Kyrie Irving is not obliged to get vaccinated. But he is not being reasonable for as much as he would like to disguise his motives as a greater cause.
Vaccination carries some risks. There have been cases in the past where vaccination has created negative externalities that have cost the lives of individuals. Indeed there is also some amounting evidence that the new covid vaccines there are some cases of clotting, which has led to death in the most extreme cases.

Humans are prone to take more notice and consideration of the extreme cases rather than the majority of cases. It is the reason why some people are afraid of flying even though the possibility of dying during a flight is virtually zero even if you had flown every single day since the invention of an airplane. Still, some people remember the outlying cases of air accidents and are afraid of flying. This is called “Availability heuristic”.

 It is no surprise that some individuals are also scared of vaccines even though the chance of dying is virtually zero, while the chance of dying from covid-19 or its variants is way more likely, especially in the absence of a vaccine. 

7-time NBA All-Star and former NBA and Olympic Champion, Kyrie Irving (USA), is one of those individuals that are either hesitant or decided about not getting a vaccine.

His  baffling reason is that: “secret societies are administering vaccines in a plot to connect Black people to a master computer for a plan of Satan” (Rolling Stone).

Kareem Abdul-Jabbar (USA), an NBA legend, told the Rolling Stone: “There is no room for players who are willing to risk the health and lives of their teammates, the staff and the fans simply because they are unable to grasp the seriousness of the situation or do the necessary research. What I find especially disingenuous about the vaccine deniers is their arrogance at disbelieving immunology and other medical experts. Yet, if their child was sick or they themselves needed emergency medical treatment, how quickly would they do exactly what those same experts told them to do?”

Due to New York City’s vaccine mandate for public events, Irving is not able to play the home games of his team, the Brooklyn Nets. Further, the team has already announced that he will not be able to practice for the team, virtually setting his career on a standstill.

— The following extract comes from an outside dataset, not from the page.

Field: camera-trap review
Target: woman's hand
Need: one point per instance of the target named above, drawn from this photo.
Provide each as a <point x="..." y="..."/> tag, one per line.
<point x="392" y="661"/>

Individuals in the United States are free to not get vaccinated. No one can coerce Irving into getting a vaccination. But now he faces an important dilemma: to get vaccinated or to exercise his professional career.

Science is not an absolute truth but it is the best system in a reasonable world. Individuals are free to take unreasonable choices and believe in magical mechanisms. But doing so is a road toward intransigency, which stifles reasoned discussion and progress.

Irving is wrong. He is setting a wrong example and is being irresponsible internationally. Other cities and teams should follow suit and implement the same policies that mandate compulsory vaccination. Gathering masses of people already poses some risks. To allow leeway for people to get away with making it more difficult for the world to get rid of the virus is not desirable for health, a tenet that sport presumes to care about.

According to The Athletic, Irving’s has told some unspecified individuals that his reasoning “challenging a perceived control of society and people’s livelihood”. This is absurd. If he was a freedom fighter, he would have taken a stance advocating for something greater.

Irving’s rationale is derisory. It could be said that people that read about this case in the future will laugh at the primitive train of thought here. But that is how supposedly people would react to quackery in today’s world, and it is not the case.